You could take a chance and run Spybot again and see if it freezes. Personally I would replace Spybot with SuperAntiSpyware which is more highly rated and less of a memory hog. To uninstall Spybot you first need to disable Teatimer.exe in the Task Manager.

 

[aero05]

Thanks Mark56. I will take your recommendation by removing Spybot and replacing it with SuperAntiSpyware.

Consider this one resolved and I'll repost if I run into problems down the road.

Thanks again for your help and quick responses... its is much appreciated!!!

 

[Mark56]

Your welcome and I'll keep my fingers crossed for you.

 

[jcv365]

ntkrnlpa.exe ntkrnlpa.exe+77766 BSOD

Hi,

Please can someone help me with my bsod.

My machine can't shutdown. I used blue screen viewer and found that the following files were causing it. I'm having trouble doing a bugcheck and finding out which drivers are causing this problem.
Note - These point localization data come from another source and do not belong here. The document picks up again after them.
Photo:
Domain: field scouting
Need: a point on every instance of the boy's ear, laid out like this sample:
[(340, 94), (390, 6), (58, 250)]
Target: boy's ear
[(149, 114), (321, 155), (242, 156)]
halmacpi.dll halmacpi.dll+5b48 0x83802000 0x83839000 0x00037000 0x4ce788d2 2010/11/20 10:37:38 Microsoft® Windows® Operating System Hardware Abstraction Layer DLL 6.1.7601.17514 (win7sp1_rtm.101119-1850) Microsoft Corporation C:\Windows\system32\halmacpi.dll
ntkrnlpa.exe ntkrnlpa.exe+77766 0x83839000 0x83c4b000 0x00412000 0x4e02a389 2011/06/23 04:23:05 Microsoft® Windows® Operating System NT Kernel & System 6.1.7601.17640 (win7sp1_gdr.110622-1506) Microsoft Corporation C:\Windows\system32\ntkrnlpa.exe


Please can someone help me as this is really frustrating.

 

[jcv365]

Minidump

Here is the minidumps for my crash. Please your help is much appreciated.

 

[Mark56]

jcv365, please read the site rules, you must start your own thread to get assistance.